Beberapa hadist Rasulullah SAW. menjelaskan kepada kita, bahwa diantara doa yang mustajab adalah doa yang diucapkan oleh orang tua untuk anaknya, baik doa kebaikan maupun doa keburukan. Dari Anas bin Malik ra., Rasulullah SAW. bersabda, “Ada tiga doa yang tidak tertolak, yakni doa orang tua (kepada anaknya), doa orang yang berpuasa, dan doa orang yang sedang safar.” (HR. Al Baihaqi)
Beberapa ulama meyampaikan pendapatnya tentang hadist-hadist yang menunjukkan mustajabnya doa orang tua kepada anaknya, baik doa ayah, maupun doa ibu.
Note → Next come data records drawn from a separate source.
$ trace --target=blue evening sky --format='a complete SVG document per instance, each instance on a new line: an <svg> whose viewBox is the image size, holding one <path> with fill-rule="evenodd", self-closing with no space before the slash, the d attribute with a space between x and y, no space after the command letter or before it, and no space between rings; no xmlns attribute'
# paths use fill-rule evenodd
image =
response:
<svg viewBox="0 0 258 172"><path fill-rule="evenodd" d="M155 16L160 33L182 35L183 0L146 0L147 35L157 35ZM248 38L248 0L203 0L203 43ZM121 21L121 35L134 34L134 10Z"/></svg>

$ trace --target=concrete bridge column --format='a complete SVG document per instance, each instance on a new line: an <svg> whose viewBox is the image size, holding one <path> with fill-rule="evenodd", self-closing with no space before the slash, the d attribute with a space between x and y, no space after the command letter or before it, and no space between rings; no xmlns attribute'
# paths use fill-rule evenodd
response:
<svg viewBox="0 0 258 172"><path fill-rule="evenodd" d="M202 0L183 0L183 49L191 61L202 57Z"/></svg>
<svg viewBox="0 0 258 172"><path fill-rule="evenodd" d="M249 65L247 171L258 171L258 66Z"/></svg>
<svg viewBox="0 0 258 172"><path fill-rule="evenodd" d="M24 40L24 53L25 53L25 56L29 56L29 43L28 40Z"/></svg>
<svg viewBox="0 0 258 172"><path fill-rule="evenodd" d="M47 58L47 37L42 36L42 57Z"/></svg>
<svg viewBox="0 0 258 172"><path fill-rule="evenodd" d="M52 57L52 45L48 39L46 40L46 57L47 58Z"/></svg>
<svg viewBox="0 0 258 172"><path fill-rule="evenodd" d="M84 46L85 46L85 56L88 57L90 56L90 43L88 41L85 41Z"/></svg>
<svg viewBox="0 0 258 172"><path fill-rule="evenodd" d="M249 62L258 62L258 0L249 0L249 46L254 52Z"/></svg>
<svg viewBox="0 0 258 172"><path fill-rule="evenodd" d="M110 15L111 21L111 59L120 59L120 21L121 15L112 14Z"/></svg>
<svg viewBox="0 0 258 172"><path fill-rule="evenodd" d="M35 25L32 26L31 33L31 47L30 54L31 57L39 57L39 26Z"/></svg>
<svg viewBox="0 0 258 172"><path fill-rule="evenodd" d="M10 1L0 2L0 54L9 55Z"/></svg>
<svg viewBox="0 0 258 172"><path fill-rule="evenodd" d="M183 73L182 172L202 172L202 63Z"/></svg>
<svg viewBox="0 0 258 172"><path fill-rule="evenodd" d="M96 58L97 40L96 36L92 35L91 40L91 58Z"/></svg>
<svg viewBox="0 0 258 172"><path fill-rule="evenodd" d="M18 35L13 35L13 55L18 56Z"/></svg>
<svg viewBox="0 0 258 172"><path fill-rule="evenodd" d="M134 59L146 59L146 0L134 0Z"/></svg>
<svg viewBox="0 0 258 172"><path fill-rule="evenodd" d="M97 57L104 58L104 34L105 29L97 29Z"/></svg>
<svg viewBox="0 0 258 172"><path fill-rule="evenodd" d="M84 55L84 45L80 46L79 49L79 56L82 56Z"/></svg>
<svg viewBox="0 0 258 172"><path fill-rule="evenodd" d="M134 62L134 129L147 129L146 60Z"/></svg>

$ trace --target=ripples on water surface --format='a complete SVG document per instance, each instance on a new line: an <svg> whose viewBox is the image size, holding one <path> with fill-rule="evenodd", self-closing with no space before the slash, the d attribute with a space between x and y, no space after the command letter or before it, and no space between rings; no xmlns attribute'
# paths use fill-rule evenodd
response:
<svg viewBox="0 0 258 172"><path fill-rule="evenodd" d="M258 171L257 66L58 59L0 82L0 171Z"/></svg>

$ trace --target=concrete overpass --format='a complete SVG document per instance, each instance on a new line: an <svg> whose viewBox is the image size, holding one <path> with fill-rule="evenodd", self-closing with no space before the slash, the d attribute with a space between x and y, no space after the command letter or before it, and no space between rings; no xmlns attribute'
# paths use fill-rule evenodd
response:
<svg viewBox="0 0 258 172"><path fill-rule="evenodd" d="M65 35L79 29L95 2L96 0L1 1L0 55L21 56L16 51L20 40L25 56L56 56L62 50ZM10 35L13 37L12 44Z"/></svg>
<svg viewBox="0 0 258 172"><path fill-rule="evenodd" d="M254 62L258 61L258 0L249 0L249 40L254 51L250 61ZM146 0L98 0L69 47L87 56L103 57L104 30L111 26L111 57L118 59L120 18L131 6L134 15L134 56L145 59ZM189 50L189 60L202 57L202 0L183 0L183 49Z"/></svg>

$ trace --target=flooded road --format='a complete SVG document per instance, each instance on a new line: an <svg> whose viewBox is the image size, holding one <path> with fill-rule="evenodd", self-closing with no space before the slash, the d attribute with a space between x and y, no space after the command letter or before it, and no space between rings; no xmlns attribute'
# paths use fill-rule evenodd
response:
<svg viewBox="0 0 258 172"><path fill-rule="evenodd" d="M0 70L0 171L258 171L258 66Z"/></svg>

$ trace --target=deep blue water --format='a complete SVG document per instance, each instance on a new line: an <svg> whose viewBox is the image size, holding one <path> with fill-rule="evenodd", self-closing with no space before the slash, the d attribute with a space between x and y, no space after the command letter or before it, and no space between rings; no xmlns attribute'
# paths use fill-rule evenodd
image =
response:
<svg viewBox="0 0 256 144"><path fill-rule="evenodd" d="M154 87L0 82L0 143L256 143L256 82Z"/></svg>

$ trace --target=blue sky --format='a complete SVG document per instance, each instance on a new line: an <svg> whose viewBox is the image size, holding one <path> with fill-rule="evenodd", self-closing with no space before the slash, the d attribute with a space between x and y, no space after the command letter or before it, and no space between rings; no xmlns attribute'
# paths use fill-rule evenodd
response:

Dalam Islam, ayah dan ibu sama-sama punya fungsi penting. Ayah sebagai pemberi nafkah dan teladan dalam pendidikan anak (teladan kisah Lukman). Ibu juga punya peran penting dalam hal mengasuh, menyusui, mendidik dan mengatur rumah tangga. Negara akan mensupport peran ayah dengan membuka lapangan kerja dengan upah layak, memberikan jaminan kehidupan, sehingga ayah bisa memiliki waktu yang cukup bersama anak. Sistem perwalian dalam Islam akan menjamin setiap anak akan tetap memiliki figur ayah. Demikianlah, betapa pentingnya posisi ayah bagi anak-anaknya. Bagaimanapun, anak-anak membutuhkan sosok dan figur ayah dalam kehidupannya, selain sosok ibu. Jangan sampai hal ini dianggap kecil, bahkan diabaikan. Islam telah mengajarkan kepada kita agar kelak lahir anak-anak saleh salihah berkepribadian Islam yang handal. Akhirnya, mereka akan bahagia di dunia maupun di akhirat, dengan hasil bimbingan ayah dan ibunya. Wallahu a'lam bisshowwab.